It looks like yet another Potentially Hazardous asteroid is set to fly by the Earth. The asteroid is 7335 (1989 JA) and it will complete a flyby of the Earth on May 27, at around 10:26 a.m. ET, NASA says. The massive asteroid is estimated to be around 10 times taller than the Statue of Liberty, at almost 1.8 kilometers (5,900 feet).
This Potentially Hazardous asteroid will pass by Earth later this month
According to NASA’s Center for Near-Earth Studies (CNES), the potentially hazardous asteroid will pass 2.5 million miles away from Earth. At the time, it will be traveling at around 47,200 miles per hour. Despite being labeled “potentially hazardous”, scientists say there isn’t any chance that this asteroid will impact Earth.
Astronomers discovered the asteroid back in May of 1989. Astronomer Eleanor “Glo” Helin discovered it from the Palomar Observatory in California. It’s one of more than 29,000 near-Earth objects, also known as NEOs, that scientists have discovered so far. The majority of these NEOs are asteroids, too, which is why we have so many close approaches.
Astronomers use the term NEO is used to refer to any object that passes within 30 million miles of Earth’s orbit. 30 million miles might not sound very close, but in space, that distance is much shorter than you’d expect. For potentially hazardous asteroids like 7335, it all comes down to how close they are, and how big they are.
Is there any danger of an impact?
Calling an object potentially hazardous doesn’t necessarily mean that it has a danger of impacting the Earth. In fact, scientists believe it will be at least another century before we have to worry about a large asteroid or object hitting Earth. It mostly refers to how close and how big the object is when it comes close to Earth.
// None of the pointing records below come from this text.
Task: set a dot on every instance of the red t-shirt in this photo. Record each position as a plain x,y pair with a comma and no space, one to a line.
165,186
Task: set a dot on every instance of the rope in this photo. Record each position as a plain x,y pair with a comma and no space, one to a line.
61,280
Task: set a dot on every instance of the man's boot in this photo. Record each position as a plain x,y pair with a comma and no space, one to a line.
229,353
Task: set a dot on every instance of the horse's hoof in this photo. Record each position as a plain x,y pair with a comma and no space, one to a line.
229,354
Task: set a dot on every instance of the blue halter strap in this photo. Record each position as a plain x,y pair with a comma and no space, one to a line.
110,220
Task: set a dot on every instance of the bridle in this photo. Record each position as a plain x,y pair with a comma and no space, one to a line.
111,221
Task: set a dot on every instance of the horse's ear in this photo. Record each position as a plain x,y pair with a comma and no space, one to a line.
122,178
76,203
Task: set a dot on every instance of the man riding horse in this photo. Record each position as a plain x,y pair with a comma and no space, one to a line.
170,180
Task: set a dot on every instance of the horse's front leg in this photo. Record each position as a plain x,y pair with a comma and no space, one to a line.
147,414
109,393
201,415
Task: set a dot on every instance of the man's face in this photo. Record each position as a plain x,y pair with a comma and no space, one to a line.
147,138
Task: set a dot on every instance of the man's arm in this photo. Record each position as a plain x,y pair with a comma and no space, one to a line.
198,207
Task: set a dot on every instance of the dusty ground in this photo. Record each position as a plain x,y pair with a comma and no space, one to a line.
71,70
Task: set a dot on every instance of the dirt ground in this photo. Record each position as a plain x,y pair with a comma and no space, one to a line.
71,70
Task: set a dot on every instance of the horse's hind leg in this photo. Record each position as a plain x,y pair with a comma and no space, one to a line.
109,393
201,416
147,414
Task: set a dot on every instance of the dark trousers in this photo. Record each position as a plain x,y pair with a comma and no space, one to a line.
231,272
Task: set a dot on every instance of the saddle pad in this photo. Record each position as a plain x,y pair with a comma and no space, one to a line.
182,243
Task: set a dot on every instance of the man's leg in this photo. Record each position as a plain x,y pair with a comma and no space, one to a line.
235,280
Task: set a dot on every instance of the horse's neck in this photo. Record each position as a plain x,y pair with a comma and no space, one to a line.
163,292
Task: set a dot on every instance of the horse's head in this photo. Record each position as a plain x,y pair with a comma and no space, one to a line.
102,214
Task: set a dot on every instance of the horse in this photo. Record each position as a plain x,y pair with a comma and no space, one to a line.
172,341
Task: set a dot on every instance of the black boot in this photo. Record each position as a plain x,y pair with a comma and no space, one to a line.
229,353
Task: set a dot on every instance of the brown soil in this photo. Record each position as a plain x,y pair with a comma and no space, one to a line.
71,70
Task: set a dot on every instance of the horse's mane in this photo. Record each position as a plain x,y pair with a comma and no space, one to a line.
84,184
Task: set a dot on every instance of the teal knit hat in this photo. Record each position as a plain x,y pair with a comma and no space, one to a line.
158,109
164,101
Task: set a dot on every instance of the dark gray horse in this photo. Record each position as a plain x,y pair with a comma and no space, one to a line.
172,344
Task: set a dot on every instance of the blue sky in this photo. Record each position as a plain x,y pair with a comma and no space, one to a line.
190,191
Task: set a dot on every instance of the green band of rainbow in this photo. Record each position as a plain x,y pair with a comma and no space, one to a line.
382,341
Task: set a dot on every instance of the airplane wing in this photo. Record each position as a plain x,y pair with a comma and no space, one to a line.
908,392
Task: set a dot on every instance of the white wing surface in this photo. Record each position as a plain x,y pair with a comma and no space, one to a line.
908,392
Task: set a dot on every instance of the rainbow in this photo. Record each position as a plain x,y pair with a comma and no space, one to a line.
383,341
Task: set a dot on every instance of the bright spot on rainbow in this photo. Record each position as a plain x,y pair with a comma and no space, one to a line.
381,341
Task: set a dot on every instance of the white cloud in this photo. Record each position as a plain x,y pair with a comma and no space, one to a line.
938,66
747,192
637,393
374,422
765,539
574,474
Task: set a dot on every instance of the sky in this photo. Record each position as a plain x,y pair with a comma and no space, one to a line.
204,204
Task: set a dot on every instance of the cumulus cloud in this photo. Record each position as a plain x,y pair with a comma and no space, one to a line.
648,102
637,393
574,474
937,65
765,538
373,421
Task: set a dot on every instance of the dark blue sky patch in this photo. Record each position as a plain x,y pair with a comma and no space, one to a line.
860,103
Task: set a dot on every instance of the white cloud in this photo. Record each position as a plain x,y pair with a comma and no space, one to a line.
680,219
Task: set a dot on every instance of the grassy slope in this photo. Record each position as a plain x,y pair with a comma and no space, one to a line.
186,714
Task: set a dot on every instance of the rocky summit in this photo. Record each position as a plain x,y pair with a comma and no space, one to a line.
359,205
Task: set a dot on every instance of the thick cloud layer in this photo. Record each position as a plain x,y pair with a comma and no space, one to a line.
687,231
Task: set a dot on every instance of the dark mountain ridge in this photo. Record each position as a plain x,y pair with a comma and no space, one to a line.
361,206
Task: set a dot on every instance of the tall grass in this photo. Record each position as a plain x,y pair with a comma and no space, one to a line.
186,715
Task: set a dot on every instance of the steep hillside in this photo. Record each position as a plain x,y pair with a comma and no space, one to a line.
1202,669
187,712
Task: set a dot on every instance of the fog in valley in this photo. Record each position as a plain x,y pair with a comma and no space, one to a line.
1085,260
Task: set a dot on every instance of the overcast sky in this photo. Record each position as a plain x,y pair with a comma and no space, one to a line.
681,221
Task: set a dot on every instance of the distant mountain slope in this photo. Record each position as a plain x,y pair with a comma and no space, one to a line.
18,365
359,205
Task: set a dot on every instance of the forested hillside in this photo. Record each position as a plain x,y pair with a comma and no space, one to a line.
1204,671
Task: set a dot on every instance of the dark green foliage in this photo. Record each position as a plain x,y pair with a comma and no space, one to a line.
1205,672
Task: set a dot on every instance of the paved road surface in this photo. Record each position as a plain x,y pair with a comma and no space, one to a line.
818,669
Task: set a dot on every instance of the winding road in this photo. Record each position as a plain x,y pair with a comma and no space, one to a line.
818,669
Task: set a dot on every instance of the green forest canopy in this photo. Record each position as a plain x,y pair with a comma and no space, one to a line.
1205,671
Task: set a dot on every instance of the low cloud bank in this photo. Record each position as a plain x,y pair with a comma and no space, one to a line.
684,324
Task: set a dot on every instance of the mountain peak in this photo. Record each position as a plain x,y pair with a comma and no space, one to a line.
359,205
NASA believes that the asteroid could be around 1.8 kilometers across, as I mentioned above. At this big, NASA considers the potentially hazardous asteroid “relatively large” as far as near-Earth asteroids go. However, as Don Yeomans, a former NASA planetary scientist told Newsweek, measuring asteroids can be tricky.
For the most part, they’re often far enough away that you can’t accurately measure them. As such, 7335 could be somewhat smaller than NASA previously expected. Still, it’s a massive asteroid that will travel fairly close to our planet.
In the future, NASA projects like the D.A.R.T spacecraft will even offer ways to turn potentially hazardous asteroids away from our planet. Just in case we ever have to worry about an impact.